29 kwietnia 2024, 09:17

Teraz

16°

Fakty

A A A

REGION: Ta kawiarnia obsługuje również w środku

- Czekamy na klientów. Cały czas zapraszamy na zewnątrz i do środka - mówi właścicielka lokalu "Turbinka" z Wieruszowa, Beata Kuklińska. - Korzystamy z tego, że obostrzenia zostały poluzowane w pewnym momencie i chcemy zarabiać pieniądze. Nie pracujemy tak naprawdę pół roku. Ostatni klient, który był u nas w lokalu to był w październiku w ubiegłym roku. Przez tyle miesięcy ponieśliśmy sporo strat. Nie jesteśmy w stanie tego odrobić, ale patrzymy przyszłościowo. Chcemy chociażby w tym momencie utrzymać się na rynku i pracować dalej. Mamy nadzieję, że wszyscy się utrzymamy.

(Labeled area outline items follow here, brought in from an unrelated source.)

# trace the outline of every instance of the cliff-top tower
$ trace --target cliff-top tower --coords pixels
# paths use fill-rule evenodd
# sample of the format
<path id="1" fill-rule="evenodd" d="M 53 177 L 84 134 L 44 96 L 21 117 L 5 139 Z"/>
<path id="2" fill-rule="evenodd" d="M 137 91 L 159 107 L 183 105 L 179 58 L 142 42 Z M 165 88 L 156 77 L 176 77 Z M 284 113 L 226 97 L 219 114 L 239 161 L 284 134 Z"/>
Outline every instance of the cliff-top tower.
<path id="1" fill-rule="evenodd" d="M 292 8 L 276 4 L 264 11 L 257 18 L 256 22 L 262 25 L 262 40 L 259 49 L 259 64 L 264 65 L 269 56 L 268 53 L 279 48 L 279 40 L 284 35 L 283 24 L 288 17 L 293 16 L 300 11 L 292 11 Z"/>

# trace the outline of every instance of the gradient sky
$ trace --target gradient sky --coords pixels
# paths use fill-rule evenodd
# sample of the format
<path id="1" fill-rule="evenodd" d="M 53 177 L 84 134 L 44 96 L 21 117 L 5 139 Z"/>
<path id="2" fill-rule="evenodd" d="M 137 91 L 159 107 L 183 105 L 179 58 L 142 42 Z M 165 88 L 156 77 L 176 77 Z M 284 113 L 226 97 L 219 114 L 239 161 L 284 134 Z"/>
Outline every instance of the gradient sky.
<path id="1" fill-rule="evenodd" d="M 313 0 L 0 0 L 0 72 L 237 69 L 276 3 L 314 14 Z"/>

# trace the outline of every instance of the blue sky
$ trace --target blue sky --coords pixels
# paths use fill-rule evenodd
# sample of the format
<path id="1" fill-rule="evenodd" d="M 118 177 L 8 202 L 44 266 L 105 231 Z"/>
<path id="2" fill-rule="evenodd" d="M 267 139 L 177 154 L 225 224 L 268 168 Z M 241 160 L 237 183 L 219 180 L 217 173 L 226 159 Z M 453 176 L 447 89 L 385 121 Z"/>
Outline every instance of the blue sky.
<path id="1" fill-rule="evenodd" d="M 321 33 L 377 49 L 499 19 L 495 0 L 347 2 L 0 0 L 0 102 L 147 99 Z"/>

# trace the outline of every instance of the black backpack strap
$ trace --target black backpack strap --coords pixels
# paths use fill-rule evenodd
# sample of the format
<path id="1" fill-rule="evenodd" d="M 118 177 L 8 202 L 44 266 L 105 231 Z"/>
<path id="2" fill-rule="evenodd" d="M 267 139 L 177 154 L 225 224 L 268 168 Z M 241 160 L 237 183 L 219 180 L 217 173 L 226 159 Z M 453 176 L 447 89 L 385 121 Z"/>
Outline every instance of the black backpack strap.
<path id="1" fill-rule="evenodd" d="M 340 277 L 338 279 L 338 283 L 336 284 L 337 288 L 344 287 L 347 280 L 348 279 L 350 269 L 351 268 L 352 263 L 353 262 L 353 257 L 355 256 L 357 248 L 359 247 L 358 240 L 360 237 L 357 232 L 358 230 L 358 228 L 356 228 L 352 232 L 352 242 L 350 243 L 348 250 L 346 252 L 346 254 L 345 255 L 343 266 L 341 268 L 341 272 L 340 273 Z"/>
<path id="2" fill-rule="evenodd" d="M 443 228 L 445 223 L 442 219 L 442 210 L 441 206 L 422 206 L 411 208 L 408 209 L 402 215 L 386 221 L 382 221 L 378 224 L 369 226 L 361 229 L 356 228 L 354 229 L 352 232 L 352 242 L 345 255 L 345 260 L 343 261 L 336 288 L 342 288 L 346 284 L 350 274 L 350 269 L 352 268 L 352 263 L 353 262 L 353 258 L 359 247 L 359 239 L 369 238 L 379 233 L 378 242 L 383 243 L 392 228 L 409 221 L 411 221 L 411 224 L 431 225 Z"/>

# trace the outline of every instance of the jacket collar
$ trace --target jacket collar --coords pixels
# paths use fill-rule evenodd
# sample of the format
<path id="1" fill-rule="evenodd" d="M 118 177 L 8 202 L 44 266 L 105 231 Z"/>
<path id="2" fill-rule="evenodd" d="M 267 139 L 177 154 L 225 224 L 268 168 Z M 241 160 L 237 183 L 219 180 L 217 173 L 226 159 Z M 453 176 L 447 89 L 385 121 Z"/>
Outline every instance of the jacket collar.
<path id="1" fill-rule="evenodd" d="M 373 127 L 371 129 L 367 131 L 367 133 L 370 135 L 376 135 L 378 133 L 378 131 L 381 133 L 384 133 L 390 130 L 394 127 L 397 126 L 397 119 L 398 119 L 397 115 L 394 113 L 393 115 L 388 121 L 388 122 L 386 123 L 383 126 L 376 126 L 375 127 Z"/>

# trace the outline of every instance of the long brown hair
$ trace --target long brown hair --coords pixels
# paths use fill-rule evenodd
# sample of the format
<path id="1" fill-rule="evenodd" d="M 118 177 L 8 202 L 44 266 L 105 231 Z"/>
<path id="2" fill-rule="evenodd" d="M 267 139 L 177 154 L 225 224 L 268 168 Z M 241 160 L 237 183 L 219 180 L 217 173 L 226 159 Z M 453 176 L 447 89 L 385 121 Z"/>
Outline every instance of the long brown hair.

Utrzymanie małego lokalu w takim punkcie nie kosztuje mało. - Płacimy 40 zł za wynajęty metr. Oprócz tego są ogródki. Tych stolików w zasadzie jest niewiele, ale jest to związane z opłatą. Póki co pracujemy od 13.00 do 19.00. Od 28 maja pracujemy od 13.00 do 22.00. Klienci są bardzo zadowoleni. Wszyscy, którzy przychodzą, cieszą się. Tęsknili za spotkaniem, za wyjściem, za inną atmosferą - dodaje Beata Kuklińska.

Spotkane na miejscu klientki przyznają, że planowały usiąść na zewnątrz, ale zaczął padać deszcz. - Pani zabrała nas do środka, za co bardzo jej dziękujemy. Czekałyśmy na to wyjście od jesieni. Dzisiaj już świeciło słońce. Myślałyśmy, że będzie fajnie, ale niestety pogoda spłatała nam figla. Na szczęście pani wpuściła nas mimo obostrzeń.

Mieszkańcy mają nadzieję, że życie szybko powróci do normalności. - Nie dziwimy się, że ludzie już nie patrzą na te obostrzenia, tylko chwytają się każdej okazji żeby wyjść - usłyszeliśmy.

W okresie poluzowania obostrzeń warto wspierać miejscowy biznes, szczególnie właśnie ten najmocniej dotknięty lockdownem.